The system we want, we believe will be round 21k, there's a 30% ish tax rebate, which brings the cost down to around 14-15k. This will be essentially the same install as our neighbor across the way

There's definitely a lot to consider in this thread, all the advice. I appreciate all the feedback. I am hearing folks push for a battery system. We will explore all options, but we live in a suburb and we use a lot of electricity in daily life. Not sure how that translates to off grid systems? In a survival situation p, I know we can do without a lot, and could live on minimalist power. But we are t there yet, so for now, I'll blast my home theater, run my 3-d printer non stop, and keep my AC a nice cool 70 degrees.


----------



## Elvis

I designed and installed a 5000 watt solar grid tied system designed to sell excess daytime power to the grid. The system was plenty large enough to power our well ect for years in a grid down emergency. The original system included a $2800 battery bank. Total system cost after federal payback was about $8500 five years ago and was projected to pay for itself in 8 years. At the time the local power company was willing to pay 14.5 cents per KWH and sell the excess power to other customers in the big city for a higher rate (using renewable solar energy as the selling point). The 5000 watts in panels wasn't quite enough to cover my power usage but it's what I could afford and since the power company was paying me more for excess solar than I paid them for power (at the non solar rate) it should have come close to giving me a $0 power bill most months.
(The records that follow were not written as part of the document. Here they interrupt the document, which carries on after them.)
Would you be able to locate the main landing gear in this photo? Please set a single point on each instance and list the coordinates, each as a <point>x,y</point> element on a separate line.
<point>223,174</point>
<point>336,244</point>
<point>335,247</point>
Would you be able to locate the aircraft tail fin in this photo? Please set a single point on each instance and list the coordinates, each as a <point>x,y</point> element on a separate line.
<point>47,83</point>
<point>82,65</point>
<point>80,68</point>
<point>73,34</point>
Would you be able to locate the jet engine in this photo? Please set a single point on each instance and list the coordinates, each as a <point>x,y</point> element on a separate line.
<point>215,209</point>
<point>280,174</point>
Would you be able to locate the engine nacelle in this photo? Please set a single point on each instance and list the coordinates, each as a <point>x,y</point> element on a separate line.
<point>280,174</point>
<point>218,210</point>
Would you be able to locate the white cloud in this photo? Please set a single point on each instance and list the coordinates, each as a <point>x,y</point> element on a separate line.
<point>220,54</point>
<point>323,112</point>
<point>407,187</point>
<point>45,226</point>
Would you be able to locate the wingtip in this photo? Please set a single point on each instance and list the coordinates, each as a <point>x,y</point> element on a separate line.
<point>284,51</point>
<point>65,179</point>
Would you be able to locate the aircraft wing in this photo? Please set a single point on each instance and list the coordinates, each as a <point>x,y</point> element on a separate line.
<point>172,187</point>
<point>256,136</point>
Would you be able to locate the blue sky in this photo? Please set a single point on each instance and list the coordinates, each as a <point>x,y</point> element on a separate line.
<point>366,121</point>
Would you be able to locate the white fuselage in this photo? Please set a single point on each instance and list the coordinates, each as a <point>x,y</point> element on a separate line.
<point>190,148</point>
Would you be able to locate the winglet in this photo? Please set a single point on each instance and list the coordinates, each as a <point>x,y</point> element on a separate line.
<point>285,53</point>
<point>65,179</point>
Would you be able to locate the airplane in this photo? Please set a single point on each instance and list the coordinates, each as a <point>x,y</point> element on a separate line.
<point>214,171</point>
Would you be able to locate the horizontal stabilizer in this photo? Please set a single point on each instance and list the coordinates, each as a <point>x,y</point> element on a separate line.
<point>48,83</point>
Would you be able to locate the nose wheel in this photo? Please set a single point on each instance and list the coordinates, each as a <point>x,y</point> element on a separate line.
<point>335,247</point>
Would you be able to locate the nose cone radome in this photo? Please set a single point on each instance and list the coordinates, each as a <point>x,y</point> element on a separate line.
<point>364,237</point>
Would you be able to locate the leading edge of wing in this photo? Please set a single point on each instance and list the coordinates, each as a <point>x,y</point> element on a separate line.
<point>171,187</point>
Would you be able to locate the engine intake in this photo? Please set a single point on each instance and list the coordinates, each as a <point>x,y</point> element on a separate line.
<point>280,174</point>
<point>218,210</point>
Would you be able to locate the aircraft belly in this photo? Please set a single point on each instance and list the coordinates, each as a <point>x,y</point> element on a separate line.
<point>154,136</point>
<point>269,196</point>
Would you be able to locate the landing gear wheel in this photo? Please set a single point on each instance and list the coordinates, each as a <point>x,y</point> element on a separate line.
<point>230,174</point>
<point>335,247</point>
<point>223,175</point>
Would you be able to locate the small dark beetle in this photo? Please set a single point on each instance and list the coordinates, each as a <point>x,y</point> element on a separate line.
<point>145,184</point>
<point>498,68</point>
So I built the system, steel ground mounts, a 7000 watt inverter, a serious charge controller. At the end I filled out the final paperwork for the 2 way meter and discovered that the local utility had changed what they would pay me for excess power, cutting it from 14.5 cents per KWH to 4 cents per KWH, So I ended up never paying $1000 for the 2 way meter to be installed. Lot's more to this story but the bottom line is we are still hooked to the grid but our grid power bill averages around $30 a month and when the local grid goes down which it does for several days a year we never even notice.
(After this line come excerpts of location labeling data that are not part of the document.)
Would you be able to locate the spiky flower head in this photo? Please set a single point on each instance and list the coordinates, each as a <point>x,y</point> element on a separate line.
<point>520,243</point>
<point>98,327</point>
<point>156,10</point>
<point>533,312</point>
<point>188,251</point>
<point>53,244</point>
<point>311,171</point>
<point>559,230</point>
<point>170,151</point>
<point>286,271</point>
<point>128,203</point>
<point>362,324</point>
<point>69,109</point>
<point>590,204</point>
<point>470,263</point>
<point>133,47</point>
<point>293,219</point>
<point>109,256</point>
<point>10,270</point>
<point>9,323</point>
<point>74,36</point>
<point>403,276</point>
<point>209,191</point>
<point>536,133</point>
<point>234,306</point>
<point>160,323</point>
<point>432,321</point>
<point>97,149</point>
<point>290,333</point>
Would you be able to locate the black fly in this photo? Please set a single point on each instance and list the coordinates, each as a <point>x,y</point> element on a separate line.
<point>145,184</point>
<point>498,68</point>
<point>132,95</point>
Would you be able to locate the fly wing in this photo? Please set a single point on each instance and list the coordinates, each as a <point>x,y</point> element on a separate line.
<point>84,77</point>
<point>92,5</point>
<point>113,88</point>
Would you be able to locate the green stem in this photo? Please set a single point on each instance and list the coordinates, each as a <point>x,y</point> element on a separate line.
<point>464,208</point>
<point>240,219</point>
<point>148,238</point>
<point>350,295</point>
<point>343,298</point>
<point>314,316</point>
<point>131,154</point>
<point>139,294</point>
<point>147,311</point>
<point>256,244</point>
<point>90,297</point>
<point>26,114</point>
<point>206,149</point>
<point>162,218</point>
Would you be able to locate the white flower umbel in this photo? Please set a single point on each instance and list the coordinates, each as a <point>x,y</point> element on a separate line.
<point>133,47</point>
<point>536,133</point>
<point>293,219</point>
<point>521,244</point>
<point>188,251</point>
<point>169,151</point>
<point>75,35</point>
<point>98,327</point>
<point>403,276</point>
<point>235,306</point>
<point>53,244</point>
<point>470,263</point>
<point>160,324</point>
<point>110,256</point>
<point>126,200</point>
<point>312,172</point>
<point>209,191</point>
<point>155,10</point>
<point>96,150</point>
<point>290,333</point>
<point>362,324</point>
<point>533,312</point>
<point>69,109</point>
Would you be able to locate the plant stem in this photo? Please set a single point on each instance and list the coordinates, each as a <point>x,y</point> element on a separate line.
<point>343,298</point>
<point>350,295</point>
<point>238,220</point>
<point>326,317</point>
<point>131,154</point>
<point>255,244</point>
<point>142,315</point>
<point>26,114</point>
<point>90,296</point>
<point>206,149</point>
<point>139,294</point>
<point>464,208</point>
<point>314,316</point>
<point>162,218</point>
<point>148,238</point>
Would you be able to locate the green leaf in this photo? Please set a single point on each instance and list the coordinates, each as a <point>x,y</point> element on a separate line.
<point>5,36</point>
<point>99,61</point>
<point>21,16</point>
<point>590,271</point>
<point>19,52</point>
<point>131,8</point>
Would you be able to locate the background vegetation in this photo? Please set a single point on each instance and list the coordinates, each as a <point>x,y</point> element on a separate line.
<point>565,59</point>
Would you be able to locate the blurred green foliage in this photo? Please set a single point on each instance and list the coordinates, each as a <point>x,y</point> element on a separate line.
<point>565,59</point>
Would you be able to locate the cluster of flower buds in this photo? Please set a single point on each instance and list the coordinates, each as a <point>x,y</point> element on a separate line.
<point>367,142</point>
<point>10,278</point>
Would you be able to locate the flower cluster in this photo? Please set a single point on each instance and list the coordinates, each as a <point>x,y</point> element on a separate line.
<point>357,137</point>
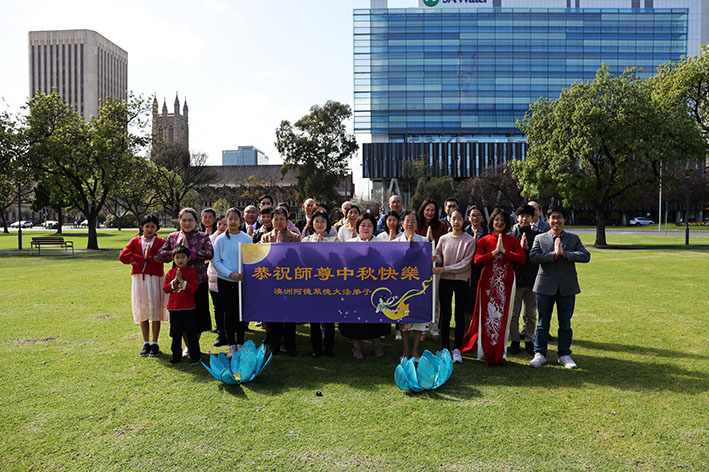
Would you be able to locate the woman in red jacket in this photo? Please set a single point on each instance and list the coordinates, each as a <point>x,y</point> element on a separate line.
<point>148,300</point>
<point>498,251</point>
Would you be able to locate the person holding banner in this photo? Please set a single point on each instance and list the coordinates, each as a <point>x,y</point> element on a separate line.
<point>409,236</point>
<point>455,252</point>
<point>365,227</point>
<point>432,228</point>
<point>227,254</point>
<point>498,251</point>
<point>277,330</point>
<point>318,228</point>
Without a long term contract for the local utility to pay you at least 12 cents per KWH a solar system with a small battery backup will never save you money. @Trihonda


----------



## Smitty901

Back Pack Hack said:


> I suspect they're injecting a little bit of, shall we say, 'artistic licensing' into their $3k/annum 'profit'. If they're actually putting 3k a year into the bank after paying the depreciation on the system and for their utility bill, they must have one helluva bunch of panels.


 Or more like someone is handing out a lot of wishful thinking


----------



## Trihonda

I had the solar company come out to give a quote, measure the roof, etc. I was told there is enough space (where it’s aesthetically pleasing) to fit a 5KW system (Does this sound right), maybe 20 panels..? and that the power company has a contract for 20 years at $.12.

It’ll take a couple days for the actual quote, but my neighbors have all got similar systems installed in the $21k range - 25% tax rebate, and - $500 local energy star rebates. Also another neighbor is serious about going with a system, and we were told we’d get a group discount. 

I was told a battery backup is $8,000 right. Ow due to crazy costs of batteries. The sales rep said many of the folks he knows in the solar realm are planning to wait a few years, as these battery systems are dropping in price drastically. The plan is to,wait 5-10 years, then convert to a battery system.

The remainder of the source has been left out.